The Kanab, Utah, City Council has seen fit to pass a non-binding resolution promoting the "natural family," the Salt Lake Tribune reports. The resolution (PDF on this page), big shock, "labels marriage between a man and a woman as 'ordained of God,' sees homes as 'open to a full quiver of children,' and envisions young women 'growing into wives, homemakers and mothers and ... young men growing into husbands, home builders and fathers.'" It was pitched to the council by the Sutherland Institute ("Adding Value to Utah"), a conservative think tank in Salt Lake City that's probably not wild about that city's mayor, and whose founder, Gaylord K. Swim, was actually named Gaylord K. Swim.
If it's "nonbinding," then why do it? Oh, I know! To be annoying. It's the political equivalent of the defense lodged by the bratty kid in the back seat waving his hands around in his little sister's space. "I'm not touching her!" "It's nonbinding!"

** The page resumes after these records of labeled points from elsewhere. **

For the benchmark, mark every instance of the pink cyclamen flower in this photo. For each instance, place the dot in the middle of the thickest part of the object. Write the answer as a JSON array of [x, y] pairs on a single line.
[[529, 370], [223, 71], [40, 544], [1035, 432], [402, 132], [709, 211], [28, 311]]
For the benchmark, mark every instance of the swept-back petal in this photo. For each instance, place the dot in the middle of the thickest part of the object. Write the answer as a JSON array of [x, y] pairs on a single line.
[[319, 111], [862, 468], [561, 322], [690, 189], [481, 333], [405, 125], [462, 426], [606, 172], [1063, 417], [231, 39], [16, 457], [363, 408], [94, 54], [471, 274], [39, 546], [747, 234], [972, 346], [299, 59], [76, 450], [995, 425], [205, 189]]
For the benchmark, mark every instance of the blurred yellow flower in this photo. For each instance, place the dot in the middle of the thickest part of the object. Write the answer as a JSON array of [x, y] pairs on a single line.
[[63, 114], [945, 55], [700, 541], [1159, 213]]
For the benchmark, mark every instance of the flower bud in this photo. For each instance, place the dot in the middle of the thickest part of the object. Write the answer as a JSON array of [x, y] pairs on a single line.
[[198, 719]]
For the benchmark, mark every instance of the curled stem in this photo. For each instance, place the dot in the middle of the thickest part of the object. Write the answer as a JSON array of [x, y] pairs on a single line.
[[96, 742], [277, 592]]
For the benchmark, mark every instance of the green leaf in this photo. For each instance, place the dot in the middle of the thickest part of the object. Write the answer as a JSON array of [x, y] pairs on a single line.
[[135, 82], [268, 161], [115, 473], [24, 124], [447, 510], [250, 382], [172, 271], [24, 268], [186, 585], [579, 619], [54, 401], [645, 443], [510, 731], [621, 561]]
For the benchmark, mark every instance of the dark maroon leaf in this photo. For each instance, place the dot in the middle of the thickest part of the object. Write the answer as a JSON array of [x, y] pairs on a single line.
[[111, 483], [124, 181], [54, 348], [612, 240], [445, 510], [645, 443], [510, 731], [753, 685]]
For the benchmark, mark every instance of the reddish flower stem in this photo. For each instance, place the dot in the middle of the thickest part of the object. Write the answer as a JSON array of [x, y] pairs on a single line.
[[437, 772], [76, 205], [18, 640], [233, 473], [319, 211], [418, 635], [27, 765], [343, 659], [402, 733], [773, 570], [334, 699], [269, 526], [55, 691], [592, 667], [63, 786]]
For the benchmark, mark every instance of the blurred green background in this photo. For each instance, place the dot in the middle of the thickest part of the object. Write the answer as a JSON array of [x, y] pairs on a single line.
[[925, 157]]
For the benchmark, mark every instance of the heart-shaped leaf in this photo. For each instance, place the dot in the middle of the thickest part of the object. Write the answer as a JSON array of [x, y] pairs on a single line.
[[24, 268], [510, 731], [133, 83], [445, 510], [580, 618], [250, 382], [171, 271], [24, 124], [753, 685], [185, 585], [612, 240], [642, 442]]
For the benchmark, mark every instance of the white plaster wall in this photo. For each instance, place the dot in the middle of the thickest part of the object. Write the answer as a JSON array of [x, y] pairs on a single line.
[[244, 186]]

Memo to Carol Sullivan, the lone woman on the Kanab council: What part of voting no don't you understand? "I saw no reason to vote against [the proposition] because it is non-binding," she said. "But I did wonder why it should be a government issue." She also found some of the resolution's language to be "chauvinistic," she said. "It kind of made me feel like the odd one out ... the square peg in a round hole. But that's how it is when you're the only woman on an all-male council." Oh, well!

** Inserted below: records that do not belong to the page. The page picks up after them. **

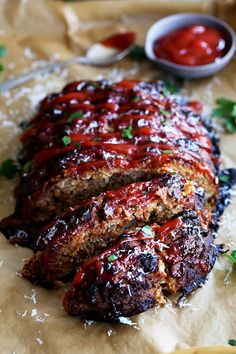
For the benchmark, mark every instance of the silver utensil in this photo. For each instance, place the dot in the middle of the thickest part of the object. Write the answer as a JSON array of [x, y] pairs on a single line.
[[94, 56], [173, 22]]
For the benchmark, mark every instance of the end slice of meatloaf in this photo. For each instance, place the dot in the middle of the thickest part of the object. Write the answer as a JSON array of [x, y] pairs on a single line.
[[83, 232], [96, 136], [142, 268]]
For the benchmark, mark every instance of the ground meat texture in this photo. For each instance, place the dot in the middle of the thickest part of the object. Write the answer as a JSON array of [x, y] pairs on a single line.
[[142, 268]]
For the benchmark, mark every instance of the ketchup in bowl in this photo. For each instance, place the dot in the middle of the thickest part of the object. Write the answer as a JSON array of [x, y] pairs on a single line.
[[192, 46]]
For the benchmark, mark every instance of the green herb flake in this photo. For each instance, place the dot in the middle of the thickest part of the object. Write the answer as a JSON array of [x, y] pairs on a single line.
[[112, 258], [9, 168], [170, 87], [225, 178], [137, 52], [164, 122], [232, 256], [147, 230], [66, 140], [232, 342], [28, 166], [167, 151], [226, 111], [164, 112], [136, 98], [97, 138], [127, 132], [3, 51], [75, 115]]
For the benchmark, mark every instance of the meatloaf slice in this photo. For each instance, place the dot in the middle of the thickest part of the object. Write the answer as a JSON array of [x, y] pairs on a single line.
[[81, 233], [142, 268], [96, 136]]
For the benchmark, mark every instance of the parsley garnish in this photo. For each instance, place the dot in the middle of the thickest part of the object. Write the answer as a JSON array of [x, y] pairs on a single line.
[[147, 230], [66, 140], [136, 98], [164, 112], [226, 110], [167, 151], [127, 132], [170, 87], [78, 145], [164, 122], [137, 52], [29, 165], [112, 258], [8, 168], [74, 115], [232, 342], [97, 138], [3, 51], [224, 178], [232, 256]]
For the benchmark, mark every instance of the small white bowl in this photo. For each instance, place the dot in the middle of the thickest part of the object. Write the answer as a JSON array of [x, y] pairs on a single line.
[[171, 23]]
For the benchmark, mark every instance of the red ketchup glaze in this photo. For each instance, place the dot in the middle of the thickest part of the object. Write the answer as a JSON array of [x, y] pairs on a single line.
[[122, 261], [191, 46], [97, 138], [119, 41]]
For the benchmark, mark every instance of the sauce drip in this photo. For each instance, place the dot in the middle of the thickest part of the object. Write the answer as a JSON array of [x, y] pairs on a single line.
[[191, 46]]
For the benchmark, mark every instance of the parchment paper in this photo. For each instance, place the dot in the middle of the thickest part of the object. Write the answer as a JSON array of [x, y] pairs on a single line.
[[31, 318]]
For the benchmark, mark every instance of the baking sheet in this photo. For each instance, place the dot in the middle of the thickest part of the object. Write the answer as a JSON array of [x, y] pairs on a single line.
[[31, 318]]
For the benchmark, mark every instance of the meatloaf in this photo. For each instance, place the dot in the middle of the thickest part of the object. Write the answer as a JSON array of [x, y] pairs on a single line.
[[119, 187], [142, 268], [81, 233]]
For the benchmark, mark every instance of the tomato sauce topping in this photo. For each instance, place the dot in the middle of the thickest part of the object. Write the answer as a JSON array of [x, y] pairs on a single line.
[[191, 46]]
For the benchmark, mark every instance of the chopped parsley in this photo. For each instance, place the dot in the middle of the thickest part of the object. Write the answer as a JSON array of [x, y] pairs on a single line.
[[97, 138], [167, 151], [136, 98], [232, 342], [28, 166], [232, 256], [112, 258], [78, 145], [9, 168], [164, 112], [3, 51], [226, 111], [225, 178], [147, 230], [127, 132], [66, 140], [137, 52], [164, 122], [74, 115], [170, 87]]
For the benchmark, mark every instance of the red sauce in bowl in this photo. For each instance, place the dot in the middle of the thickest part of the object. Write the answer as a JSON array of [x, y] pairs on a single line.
[[191, 46]]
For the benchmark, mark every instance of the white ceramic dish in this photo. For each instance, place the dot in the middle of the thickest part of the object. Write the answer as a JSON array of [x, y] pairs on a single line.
[[173, 22]]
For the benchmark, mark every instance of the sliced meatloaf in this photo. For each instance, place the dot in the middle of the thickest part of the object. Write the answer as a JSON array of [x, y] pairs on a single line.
[[142, 268], [97, 136], [81, 233]]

Valerie Larabee, executive director of the Gay, Lesbian, Bisexual and Transgender Community Center of Utah in Salt Lake City, who likely cannot believe she had to freaking spell this out, said: "It doesn't address what the landscape of the American family looks like today." The concept of family, she said, "has evolved in a lot of different ways, and it is sad when government discriminates against the rights of families."
Unnatural-family member Marina Johnson, a Kanab waitress and single mom of three, agreed. "It should not matter if a couple is gay or single or what their religious affiliation is or whether they believe in God," she said. "It is not right that [someone's partner] be denied medical benefits just because they are not married in the traditional way ... People should be allowed to do the right thing and take care of the people they love."

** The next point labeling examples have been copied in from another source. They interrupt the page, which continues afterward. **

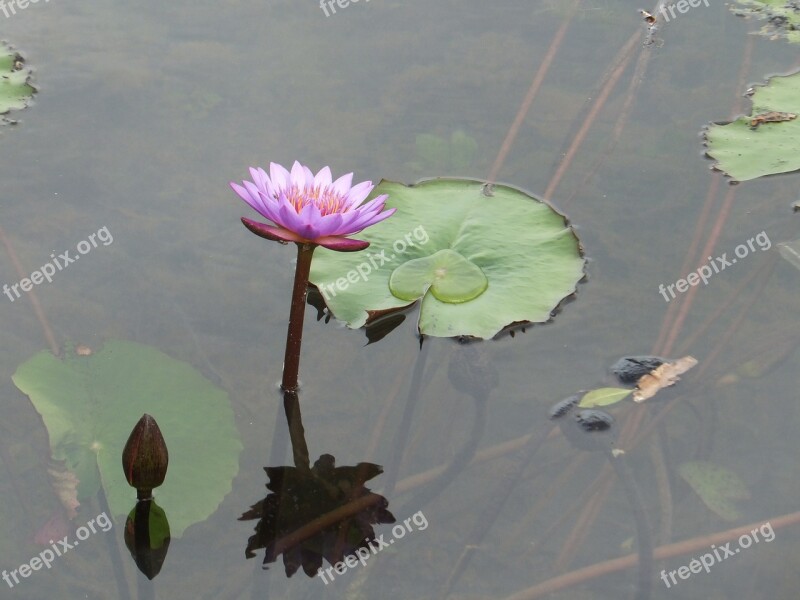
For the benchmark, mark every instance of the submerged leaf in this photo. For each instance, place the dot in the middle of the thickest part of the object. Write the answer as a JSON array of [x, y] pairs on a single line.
[[782, 16], [717, 487]]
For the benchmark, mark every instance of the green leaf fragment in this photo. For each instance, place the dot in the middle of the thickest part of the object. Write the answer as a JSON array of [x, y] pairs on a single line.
[[603, 397]]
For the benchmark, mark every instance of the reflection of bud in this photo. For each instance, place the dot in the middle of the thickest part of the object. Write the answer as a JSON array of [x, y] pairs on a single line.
[[145, 457], [147, 536]]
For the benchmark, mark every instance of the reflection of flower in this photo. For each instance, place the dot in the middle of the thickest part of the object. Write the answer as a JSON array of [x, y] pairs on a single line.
[[311, 209], [300, 496]]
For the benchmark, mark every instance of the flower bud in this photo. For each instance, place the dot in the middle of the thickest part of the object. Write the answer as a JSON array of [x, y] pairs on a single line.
[[145, 457]]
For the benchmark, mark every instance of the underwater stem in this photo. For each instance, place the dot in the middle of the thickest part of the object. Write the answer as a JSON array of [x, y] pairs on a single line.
[[294, 335]]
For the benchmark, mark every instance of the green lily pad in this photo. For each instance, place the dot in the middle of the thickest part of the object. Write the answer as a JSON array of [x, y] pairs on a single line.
[[450, 277], [90, 404], [603, 397], [717, 487], [477, 263], [782, 16], [746, 152], [15, 91]]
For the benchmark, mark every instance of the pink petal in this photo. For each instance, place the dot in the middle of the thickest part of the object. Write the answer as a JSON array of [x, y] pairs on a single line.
[[341, 244], [276, 234]]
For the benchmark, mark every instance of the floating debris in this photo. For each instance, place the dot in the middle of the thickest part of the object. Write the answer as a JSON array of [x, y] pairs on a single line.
[[664, 376]]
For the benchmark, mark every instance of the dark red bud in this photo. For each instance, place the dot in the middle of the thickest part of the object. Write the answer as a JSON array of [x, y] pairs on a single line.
[[145, 457]]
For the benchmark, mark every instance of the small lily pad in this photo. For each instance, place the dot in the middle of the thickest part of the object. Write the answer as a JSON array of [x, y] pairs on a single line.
[[603, 397], [90, 404], [476, 261], [717, 487], [754, 146], [15, 89], [782, 16]]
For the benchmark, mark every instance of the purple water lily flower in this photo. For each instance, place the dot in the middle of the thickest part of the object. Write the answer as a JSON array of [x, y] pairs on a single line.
[[311, 209]]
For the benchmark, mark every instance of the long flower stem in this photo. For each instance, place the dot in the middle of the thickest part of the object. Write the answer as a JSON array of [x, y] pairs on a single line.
[[294, 336]]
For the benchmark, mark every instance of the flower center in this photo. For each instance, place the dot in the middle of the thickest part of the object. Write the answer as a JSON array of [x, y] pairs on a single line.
[[327, 200]]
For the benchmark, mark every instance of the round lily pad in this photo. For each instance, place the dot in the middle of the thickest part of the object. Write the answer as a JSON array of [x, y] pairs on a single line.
[[766, 142], [450, 277], [476, 262], [90, 404]]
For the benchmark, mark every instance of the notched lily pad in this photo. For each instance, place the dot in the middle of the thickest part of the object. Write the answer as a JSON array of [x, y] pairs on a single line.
[[765, 143], [477, 262], [717, 487]]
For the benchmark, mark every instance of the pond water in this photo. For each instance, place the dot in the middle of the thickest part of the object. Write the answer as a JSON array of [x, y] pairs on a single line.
[[146, 111]]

Come on, don't say "Eh, it's just Utah." First of all, once again, dig the gay-friendly mayor of Salt Lake; that's Utah, too. Oh, and the unnatural mayor of Big Water, where he and Mormons have found a rather refreshing middle ground. (Minor caveat: Boudicca Joseph, one of several widows of Big Water's late former mayor, is "wary of those who would find too many similarities between polygamy and homosexuality. 'I don't like them being lumped together,' she said." Neither do the gays, hon, neither do the gays.)
Second: Each and every such resolution -- nonbinding, schmon-binding -- contributes to a growing tolerance of intolerance. Wherever they are, thing is, they add up.